What I find most tormenting are reports of a “deep state” that appears to be working hand-in-glove with parties using racial and religious lines to destabilise the ruling coalition. Little Napoleons are apparently making major decisions without consulting superiors. A case in point, according to Deputy Rural Development Minister R. Sivarasa, was the arrest of 12 people suspected of having links to the defunct Liberation Tigers of Tamil Eelam militant group.

He alleged that the detentions involving DAP representatives under the controversial Security Offences (Special Measures) Act (Sosma) were carried out while Attorney General Tan Sri Tommy Thomas was away on holiday, adding that the deep state planned this episode to damage the Pakatan Harapan government’s credibility.

Sivarasa spoke of “huge” police powers under Sosma in its current form but also implied that the deep state cabal included people in the AG’s Chambers. It’s mind-

boggling that neither the Inspector-General of Police nor the Home Minister has responded to or clarified such a serious allegation by none other than a deputy minister, and one with an extensive legal background too.

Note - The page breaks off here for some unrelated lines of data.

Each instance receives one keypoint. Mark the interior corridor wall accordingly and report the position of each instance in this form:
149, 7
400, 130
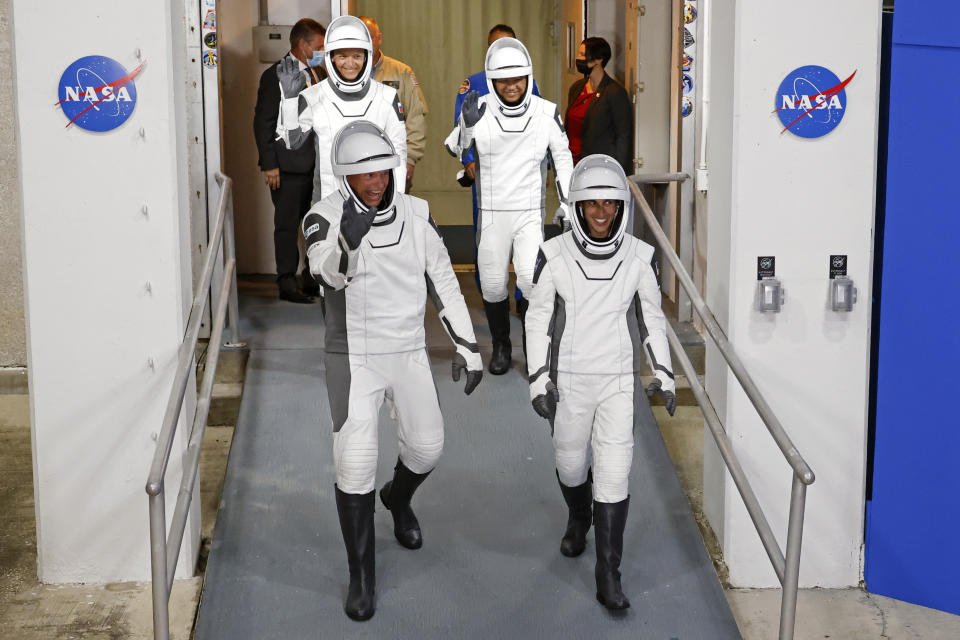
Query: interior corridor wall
13, 338
107, 285
773, 193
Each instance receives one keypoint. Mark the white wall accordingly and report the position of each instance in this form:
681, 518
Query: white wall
89, 252
799, 200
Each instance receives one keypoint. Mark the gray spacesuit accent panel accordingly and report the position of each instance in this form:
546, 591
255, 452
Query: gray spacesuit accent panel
335, 321
539, 265
337, 374
633, 328
361, 116
612, 275
557, 324
556, 118
392, 244
432, 293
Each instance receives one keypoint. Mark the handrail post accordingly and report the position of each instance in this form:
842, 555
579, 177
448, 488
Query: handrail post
158, 567
230, 253
791, 574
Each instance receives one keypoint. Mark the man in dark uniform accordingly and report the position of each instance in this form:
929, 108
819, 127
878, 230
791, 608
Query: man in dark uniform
288, 173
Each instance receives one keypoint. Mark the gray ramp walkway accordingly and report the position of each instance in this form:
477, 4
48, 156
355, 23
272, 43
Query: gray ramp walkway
492, 517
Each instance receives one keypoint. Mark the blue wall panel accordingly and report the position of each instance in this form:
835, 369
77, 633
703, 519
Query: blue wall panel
913, 518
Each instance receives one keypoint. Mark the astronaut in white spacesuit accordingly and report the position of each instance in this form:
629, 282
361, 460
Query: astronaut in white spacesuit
594, 314
348, 93
378, 255
512, 133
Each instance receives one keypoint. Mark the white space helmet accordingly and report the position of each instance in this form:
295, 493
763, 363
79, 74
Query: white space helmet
599, 177
508, 58
363, 147
348, 32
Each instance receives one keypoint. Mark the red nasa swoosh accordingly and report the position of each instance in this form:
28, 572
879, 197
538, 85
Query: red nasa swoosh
116, 84
826, 94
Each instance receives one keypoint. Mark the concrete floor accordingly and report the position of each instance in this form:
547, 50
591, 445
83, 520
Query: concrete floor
33, 611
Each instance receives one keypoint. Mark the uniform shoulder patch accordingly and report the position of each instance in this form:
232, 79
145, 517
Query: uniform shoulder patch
398, 108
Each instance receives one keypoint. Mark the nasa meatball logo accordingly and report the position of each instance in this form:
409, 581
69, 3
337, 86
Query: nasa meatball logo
97, 93
811, 101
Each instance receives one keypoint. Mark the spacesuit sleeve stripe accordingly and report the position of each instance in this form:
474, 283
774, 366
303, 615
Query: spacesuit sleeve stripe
656, 365
556, 118
540, 264
542, 370
472, 346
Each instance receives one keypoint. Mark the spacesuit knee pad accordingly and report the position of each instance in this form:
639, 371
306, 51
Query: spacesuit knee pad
573, 463
355, 462
611, 475
421, 455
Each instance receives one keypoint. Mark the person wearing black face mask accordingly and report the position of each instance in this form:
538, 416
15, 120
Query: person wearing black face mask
599, 117
288, 173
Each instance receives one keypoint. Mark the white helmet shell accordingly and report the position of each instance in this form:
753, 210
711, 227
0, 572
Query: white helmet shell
508, 58
599, 177
348, 32
362, 147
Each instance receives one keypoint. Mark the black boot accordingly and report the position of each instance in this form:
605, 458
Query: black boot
498, 319
396, 496
356, 524
608, 521
579, 501
289, 292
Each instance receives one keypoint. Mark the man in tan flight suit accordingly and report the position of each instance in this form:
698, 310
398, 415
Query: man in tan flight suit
400, 76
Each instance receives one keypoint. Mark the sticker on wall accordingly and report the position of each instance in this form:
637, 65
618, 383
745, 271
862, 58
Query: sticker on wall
97, 93
811, 101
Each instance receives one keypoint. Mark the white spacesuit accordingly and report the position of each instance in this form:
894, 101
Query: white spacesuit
328, 105
594, 314
512, 141
378, 260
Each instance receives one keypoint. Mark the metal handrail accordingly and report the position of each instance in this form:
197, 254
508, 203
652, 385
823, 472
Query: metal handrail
787, 567
165, 550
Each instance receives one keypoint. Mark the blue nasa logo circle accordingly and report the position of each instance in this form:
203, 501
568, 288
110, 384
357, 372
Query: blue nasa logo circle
97, 93
811, 101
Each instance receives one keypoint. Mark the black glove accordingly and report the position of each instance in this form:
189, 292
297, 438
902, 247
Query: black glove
354, 224
472, 110
473, 375
292, 81
669, 399
546, 404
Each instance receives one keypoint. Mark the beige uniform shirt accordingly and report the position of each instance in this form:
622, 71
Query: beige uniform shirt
396, 74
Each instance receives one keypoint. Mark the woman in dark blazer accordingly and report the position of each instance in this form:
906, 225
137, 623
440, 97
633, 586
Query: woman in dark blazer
599, 117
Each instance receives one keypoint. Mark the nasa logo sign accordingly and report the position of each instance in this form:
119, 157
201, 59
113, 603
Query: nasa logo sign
811, 101
97, 93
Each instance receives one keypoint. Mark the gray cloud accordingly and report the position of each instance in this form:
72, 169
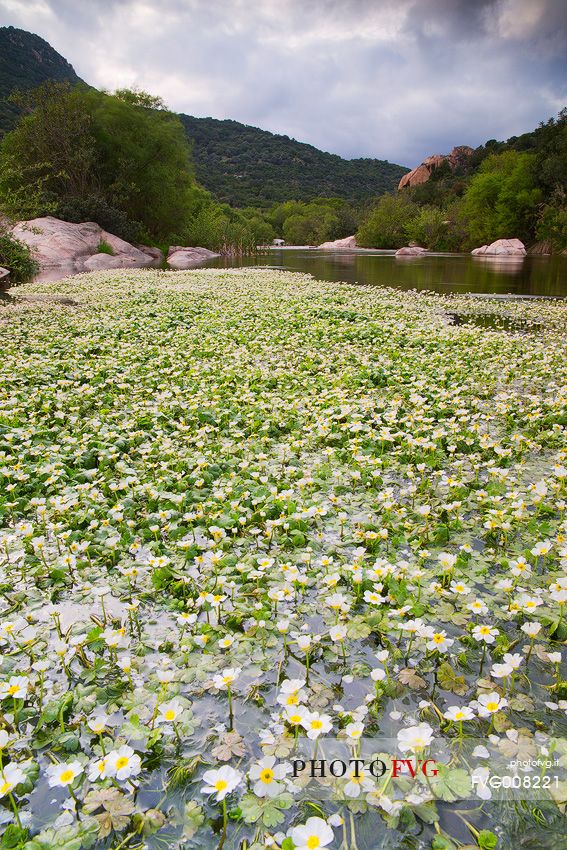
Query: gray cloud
397, 79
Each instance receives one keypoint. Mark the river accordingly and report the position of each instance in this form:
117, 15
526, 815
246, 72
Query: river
528, 276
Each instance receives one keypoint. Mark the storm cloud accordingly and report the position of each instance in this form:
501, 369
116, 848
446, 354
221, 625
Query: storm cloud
395, 79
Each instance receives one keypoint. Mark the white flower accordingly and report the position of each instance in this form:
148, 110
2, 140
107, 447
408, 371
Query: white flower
316, 724
10, 776
358, 781
168, 712
295, 715
124, 763
490, 703
446, 560
354, 730
458, 713
314, 834
16, 687
63, 773
267, 775
415, 737
226, 677
100, 769
221, 782
439, 642
337, 633
531, 629
542, 548
488, 634
97, 723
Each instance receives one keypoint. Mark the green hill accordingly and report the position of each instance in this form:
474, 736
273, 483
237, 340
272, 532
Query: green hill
245, 166
241, 165
26, 61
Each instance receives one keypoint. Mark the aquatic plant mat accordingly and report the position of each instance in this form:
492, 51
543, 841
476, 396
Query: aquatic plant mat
283, 564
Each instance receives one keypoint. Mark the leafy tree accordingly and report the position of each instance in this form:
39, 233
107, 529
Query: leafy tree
388, 223
138, 97
429, 229
82, 154
16, 256
502, 199
552, 221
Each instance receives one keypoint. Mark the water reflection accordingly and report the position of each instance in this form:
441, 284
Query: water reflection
439, 272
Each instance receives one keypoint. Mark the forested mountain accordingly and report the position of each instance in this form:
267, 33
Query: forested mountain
241, 165
246, 166
26, 61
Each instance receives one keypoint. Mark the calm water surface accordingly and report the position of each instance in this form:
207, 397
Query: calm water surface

I worry that the elegant silence is a tacit acknowledgement of the existence of this deep state, ie, a body of people, typically influential members of government agencies or the military, believed to be involved in the secret manipulation or control of government policy.

Let’s hope we don’t hear of the deep state infiltrating the judiciary or legal services because that would lead to the destruction of any democracy and the last bastion of hope for us ordinary folk.

Make no mistake, this and a host of other issues is all worrying. Reading social media posts or news items each day makes me and many others very apprehensive, not knowing what is going to hit us next. It could be someone insulting a race or religion or some strange policy announcement.

Or even a case of immoral activities involving senior politicians. When will these sorts of insults and accusations end? An Australian who is a former colleague of mine cannot believe that claims of homosexuality involving politicians have been resurfacing so many times over the past 15 years that she has been here. “It’s unbelievable,” she says.

I am not sure how scientific the NWI survey is but one thing I know is that the findings of the survey by the think tank Emir Research actually encapsulate all that is being discussed and debated on the ground, or almost all, anyway. It is, in fact, a timely warning to Pakatan to take the people seriously.

What worries me and many others more than anything is the way our political leaders have been responding to the worries of the rakyat in most of the issues raised. To our chagrin, some of their responses seem to be near nonchalant at times. Sadly, it reminds us of the previous regime, and even worse at times.

Frankly, if the leaders have not grasped the huge disconnect between them and the ground after the tsunami in the Tanjung Piai by-election in Johor, we have many reasons to be really, really worried about where the country is headed. Those voters indicated that the people will use the power in their hands effectively.

I am not sure if the powers-that-be are paying any attention at all to these findings. The anxiety study, which gauged how worried people are at a national level, showed Malaysians scoring a “maximum worry” index of 0.77 on a scale of 0 to 1. It found that one in two Malaysians is unsure if the country’s future is on the right track.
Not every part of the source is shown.